“Aravot” says Armenian government officials accuse their opponents of exploiting the 1999 parliament attack for political purposes but they themselves admit that the case has not been solved. The paper cites comments made by Prime Minister Andranik Markarian and other senior officials at the Yerablur military cemetery on Wednesday.
“Haykakan Zhamanak” says Wednesday’s commemorations of the fifth anniversary of the shootings were no different from previous ceremonies. As always, General Manvel Grigorian, the deputy defense minister and a former comrade-in-arms of assassinated Prime Minister Vazgen Sarkisian, hid behind Military Prosecutor Gagik Jahangirian’s back at the sight of journalists. “I’ve told you a thousand times to keep your TV sets away from me,” he is quoted as telling television cameramen. The paper notes that none of the senior officials at Yerablur said the crime has been solved.
“If there is anything that has changed in the last five years, it is the hardening of popular memory,” “Haykakan Zhamanak” continues. “Robert Kocharian used to say that he has a lot to say and will do that when the right moment comes. The trial [of the parliament gunmen] drew to a close but that moment never came.”
“It turns out that everybody had something to say [on the October 27 case] as if we were talking about their private life,” the lawyer for the late Karen Demirchian’s family, Ashot Sargsian, tells “168 Zham.” “Many were not interrogated at all.” Sargsian dismisses as untrue prosecutors’ claims that they continue to look for possible masterminds. “We are not waiting until the current authorities quit to say that we suspect them of involvement in the [October] 27 crime. We are loudly saying that now,” he adds.

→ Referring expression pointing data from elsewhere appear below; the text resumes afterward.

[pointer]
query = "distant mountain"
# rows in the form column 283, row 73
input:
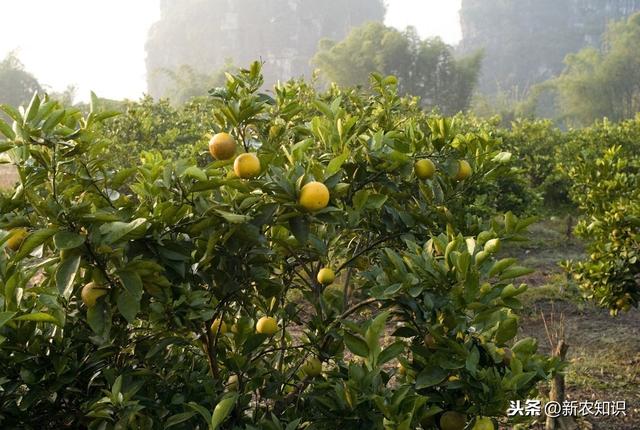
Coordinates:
column 526, row 41
column 206, row 34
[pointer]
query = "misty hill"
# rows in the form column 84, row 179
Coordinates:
column 207, row 34
column 526, row 41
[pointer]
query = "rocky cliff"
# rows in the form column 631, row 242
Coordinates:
column 525, row 41
column 206, row 34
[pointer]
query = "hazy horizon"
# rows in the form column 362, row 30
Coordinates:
column 90, row 54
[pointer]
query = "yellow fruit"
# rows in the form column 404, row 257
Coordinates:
column 267, row 325
column 246, row 166
column 232, row 383
column 326, row 276
column 312, row 367
column 90, row 294
column 451, row 420
column 425, row 169
column 222, row 146
column 483, row 423
column 314, row 196
column 17, row 237
column 218, row 326
column 464, row 170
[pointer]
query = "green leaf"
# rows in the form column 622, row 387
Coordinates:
column 376, row 201
column 132, row 283
column 300, row 229
column 473, row 359
column 356, row 345
column 233, row 218
column 12, row 112
column 34, row 240
column 66, row 274
column 201, row 410
column 128, row 305
column 97, row 318
column 252, row 342
column 360, row 199
column 335, row 164
column 67, row 240
column 53, row 120
column 507, row 330
column 32, row 109
column 222, row 410
column 502, row 157
column 390, row 352
column 118, row 231
column 116, row 388
column 6, row 130
column 38, row 317
column 375, row 332
column 6, row 317
column 430, row 376
column 195, row 172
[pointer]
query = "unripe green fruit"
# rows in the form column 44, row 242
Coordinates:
column 267, row 325
column 483, row 423
column 90, row 294
column 481, row 257
column 232, row 383
column 464, row 170
column 452, row 420
column 492, row 246
column 425, row 169
column 326, row 276
column 312, row 367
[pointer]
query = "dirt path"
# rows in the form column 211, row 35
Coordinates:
column 604, row 351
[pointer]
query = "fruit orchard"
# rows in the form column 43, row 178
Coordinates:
column 302, row 260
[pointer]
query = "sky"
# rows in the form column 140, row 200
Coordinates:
column 85, row 42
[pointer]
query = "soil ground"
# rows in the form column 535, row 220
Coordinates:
column 604, row 351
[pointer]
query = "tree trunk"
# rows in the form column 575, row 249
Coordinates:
column 556, row 394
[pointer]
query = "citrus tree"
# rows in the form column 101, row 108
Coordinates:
column 604, row 168
column 326, row 267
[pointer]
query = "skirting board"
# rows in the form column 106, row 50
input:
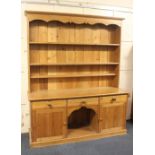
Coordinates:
column 94, row 136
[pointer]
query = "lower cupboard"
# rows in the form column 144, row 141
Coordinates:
column 78, row 119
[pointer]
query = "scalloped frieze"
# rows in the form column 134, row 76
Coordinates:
column 73, row 19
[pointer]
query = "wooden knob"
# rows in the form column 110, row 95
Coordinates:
column 83, row 103
column 113, row 99
column 49, row 105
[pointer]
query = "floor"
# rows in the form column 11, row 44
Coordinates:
column 119, row 145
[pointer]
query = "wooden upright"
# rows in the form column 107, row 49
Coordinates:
column 73, row 78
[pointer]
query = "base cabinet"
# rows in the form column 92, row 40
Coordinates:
column 48, row 120
column 70, row 120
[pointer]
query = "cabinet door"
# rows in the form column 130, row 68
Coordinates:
column 48, row 119
column 113, row 112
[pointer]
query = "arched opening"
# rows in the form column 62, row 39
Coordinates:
column 83, row 120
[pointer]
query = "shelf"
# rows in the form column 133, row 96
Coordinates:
column 70, row 76
column 74, row 93
column 80, row 44
column 81, row 131
column 72, row 64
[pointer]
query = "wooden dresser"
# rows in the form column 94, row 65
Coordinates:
column 73, row 65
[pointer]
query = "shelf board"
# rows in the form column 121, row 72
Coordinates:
column 70, row 75
column 72, row 64
column 74, row 93
column 70, row 43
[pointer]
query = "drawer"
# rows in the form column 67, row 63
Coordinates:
column 49, row 104
column 113, row 99
column 83, row 101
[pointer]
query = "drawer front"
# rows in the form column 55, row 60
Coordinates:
column 113, row 99
column 49, row 104
column 83, row 101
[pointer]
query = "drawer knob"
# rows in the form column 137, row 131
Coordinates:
column 83, row 103
column 49, row 105
column 113, row 99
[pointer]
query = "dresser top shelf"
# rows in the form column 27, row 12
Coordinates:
column 74, row 93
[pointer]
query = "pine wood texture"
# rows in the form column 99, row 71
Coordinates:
column 74, row 77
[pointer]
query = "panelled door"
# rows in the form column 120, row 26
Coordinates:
column 113, row 112
column 48, row 120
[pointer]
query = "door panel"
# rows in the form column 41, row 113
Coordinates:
column 112, row 114
column 48, row 122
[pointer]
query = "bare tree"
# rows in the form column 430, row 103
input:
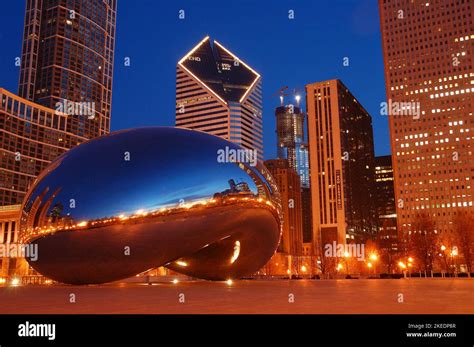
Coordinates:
column 464, row 236
column 422, row 241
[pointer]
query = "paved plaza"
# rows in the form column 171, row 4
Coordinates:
column 438, row 296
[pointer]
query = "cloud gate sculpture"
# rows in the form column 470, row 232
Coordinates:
column 137, row 199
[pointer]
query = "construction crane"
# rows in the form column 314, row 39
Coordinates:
column 282, row 94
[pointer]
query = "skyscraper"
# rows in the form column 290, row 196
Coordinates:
column 67, row 60
column 427, row 47
column 218, row 93
column 384, row 198
column 65, row 88
column 288, row 183
column 292, row 145
column 341, row 164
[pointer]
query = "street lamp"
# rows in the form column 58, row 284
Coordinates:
column 454, row 253
column 374, row 258
column 346, row 256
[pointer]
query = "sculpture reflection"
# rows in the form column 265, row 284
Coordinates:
column 137, row 199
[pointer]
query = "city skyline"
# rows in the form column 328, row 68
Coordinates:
column 244, row 167
column 251, row 47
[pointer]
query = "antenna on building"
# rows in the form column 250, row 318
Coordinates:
column 297, row 94
column 282, row 93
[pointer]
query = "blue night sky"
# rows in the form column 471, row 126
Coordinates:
column 307, row 49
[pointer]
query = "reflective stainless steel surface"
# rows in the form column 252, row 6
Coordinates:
column 142, row 198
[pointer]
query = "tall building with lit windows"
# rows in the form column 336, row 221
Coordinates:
column 384, row 197
column 427, row 48
column 65, row 88
column 218, row 93
column 341, row 161
column 67, row 57
column 292, row 146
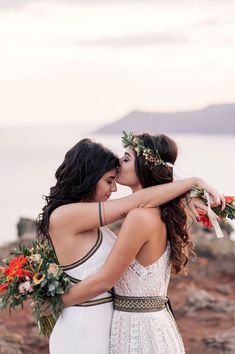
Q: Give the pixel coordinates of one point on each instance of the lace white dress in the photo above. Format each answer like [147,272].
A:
[151,332]
[86,329]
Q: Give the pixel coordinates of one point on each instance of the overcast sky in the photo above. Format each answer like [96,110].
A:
[94,61]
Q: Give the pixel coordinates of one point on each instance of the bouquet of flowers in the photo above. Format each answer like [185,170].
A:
[224,215]
[33,274]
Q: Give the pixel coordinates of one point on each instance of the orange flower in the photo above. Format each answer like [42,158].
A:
[3,288]
[204,219]
[16,269]
[2,269]
[229,199]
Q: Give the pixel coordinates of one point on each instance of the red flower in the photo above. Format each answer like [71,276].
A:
[229,199]
[16,269]
[3,287]
[204,219]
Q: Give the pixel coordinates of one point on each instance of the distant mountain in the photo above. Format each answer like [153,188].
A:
[216,119]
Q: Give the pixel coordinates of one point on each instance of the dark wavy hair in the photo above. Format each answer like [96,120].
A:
[172,213]
[76,179]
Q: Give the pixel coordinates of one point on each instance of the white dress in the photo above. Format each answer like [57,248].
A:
[151,332]
[86,329]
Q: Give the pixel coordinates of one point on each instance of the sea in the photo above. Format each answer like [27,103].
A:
[29,157]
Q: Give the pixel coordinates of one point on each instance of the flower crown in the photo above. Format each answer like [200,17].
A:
[151,156]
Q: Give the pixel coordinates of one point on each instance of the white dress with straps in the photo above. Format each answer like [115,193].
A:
[149,332]
[86,329]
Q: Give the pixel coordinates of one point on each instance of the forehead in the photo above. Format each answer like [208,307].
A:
[110,174]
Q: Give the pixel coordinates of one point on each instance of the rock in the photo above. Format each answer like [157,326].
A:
[225,289]
[202,299]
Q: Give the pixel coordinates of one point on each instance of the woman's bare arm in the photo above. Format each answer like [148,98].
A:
[78,217]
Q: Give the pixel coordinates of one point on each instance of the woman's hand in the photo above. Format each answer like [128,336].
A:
[216,198]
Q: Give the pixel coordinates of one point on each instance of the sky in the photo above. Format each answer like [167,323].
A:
[91,62]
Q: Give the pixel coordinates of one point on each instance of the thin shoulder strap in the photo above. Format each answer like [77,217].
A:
[100,215]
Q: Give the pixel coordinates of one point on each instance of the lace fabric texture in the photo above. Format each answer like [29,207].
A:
[145,333]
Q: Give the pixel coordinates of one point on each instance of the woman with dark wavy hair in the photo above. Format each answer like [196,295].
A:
[153,240]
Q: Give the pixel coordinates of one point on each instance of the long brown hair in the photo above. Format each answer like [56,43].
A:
[172,213]
[76,179]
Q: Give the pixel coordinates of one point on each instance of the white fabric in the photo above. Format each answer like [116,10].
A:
[177,175]
[86,330]
[145,333]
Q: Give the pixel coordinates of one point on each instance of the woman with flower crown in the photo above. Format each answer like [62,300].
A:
[153,241]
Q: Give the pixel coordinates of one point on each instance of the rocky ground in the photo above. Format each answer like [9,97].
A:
[203,302]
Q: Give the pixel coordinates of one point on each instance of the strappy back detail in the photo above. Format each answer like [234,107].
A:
[84,258]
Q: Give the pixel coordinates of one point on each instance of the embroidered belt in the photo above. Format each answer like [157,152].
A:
[139,304]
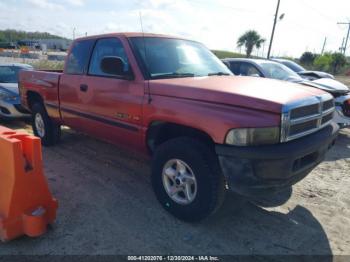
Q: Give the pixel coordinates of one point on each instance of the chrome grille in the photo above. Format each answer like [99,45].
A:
[306,116]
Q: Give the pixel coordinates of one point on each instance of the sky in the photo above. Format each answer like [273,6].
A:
[216,23]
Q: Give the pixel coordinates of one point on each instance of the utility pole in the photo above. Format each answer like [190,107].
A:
[273,29]
[324,45]
[342,45]
[347,35]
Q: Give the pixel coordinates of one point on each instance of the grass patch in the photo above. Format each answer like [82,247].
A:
[48,65]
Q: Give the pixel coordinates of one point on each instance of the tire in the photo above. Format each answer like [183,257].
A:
[207,191]
[49,132]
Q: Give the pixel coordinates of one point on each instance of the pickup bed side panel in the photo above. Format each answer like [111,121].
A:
[213,119]
[44,84]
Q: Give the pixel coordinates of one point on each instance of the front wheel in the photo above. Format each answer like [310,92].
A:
[187,179]
[44,127]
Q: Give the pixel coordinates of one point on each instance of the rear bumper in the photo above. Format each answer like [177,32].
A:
[12,110]
[260,169]
[341,115]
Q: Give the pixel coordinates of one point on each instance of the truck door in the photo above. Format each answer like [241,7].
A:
[112,104]
[70,87]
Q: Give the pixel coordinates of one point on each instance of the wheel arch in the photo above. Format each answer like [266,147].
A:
[33,97]
[159,132]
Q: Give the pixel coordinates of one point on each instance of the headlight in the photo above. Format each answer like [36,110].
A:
[4,95]
[253,136]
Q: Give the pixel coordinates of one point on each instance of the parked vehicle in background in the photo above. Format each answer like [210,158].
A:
[306,74]
[174,100]
[270,69]
[10,104]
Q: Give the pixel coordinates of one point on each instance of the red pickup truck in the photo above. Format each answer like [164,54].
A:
[205,129]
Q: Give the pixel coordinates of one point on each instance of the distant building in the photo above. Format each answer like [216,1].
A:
[45,44]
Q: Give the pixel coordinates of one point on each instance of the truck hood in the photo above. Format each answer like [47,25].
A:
[11,87]
[316,73]
[249,92]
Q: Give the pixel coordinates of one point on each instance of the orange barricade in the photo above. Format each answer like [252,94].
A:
[26,204]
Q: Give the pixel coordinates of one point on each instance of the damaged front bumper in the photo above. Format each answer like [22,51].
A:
[256,170]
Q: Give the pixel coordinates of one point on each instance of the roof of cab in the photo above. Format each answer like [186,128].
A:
[129,35]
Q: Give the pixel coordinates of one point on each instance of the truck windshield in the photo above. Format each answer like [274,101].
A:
[9,74]
[279,71]
[174,58]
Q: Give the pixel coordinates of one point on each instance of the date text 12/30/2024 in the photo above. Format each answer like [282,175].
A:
[173,258]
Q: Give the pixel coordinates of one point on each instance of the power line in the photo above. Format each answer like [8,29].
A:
[347,36]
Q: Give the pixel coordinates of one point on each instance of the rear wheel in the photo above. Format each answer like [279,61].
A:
[44,127]
[187,179]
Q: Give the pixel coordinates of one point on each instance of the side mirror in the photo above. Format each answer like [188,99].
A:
[255,75]
[113,65]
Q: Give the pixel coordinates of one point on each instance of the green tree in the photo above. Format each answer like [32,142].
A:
[338,61]
[323,62]
[308,58]
[250,39]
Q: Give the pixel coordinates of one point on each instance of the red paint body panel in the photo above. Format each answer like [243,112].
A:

“Hayots Ashkhar” says the opposition Artarutyun alliance is now following an even tougher line on the government than during the 2003 presidential race when it was attracting a much larger following. The paper again claims that the opposition is manipulated by foreign powers seeking more Armenian concessions on Nagorno-Karabakh. One of the ways of achieving that is to form a “defeatist opposition” in Armenia.
In an interview with “Haykakan Zhamanak,” the British ambassador to Armenia, Thorda Abbott-Watt says she sees no weakening of Armenia’s bargaining position in Karabakh peace talks which is claimed by opposition leaders. She says both Armenia and Azerbaijan should make “difficult decisions” to resolve their conflict. “Nobody can get everything it wants,” she says.
“Haykakan Zhamanak” makes the point in a separate comment that that Turkey’s membership in the European Union would be good for Armenia. “If we share the view that Turkey is indeed a hostile state and a potential threat to Armenia, we must be even more interested in that country’s membership in the EU,” writes the paper. An EU member Turkey would be even less likely invade Armenia. “And perhaps it is the Turkey’s accession talks with the EU that is our main safeguard against the resumption of the war with Azerbaijan.”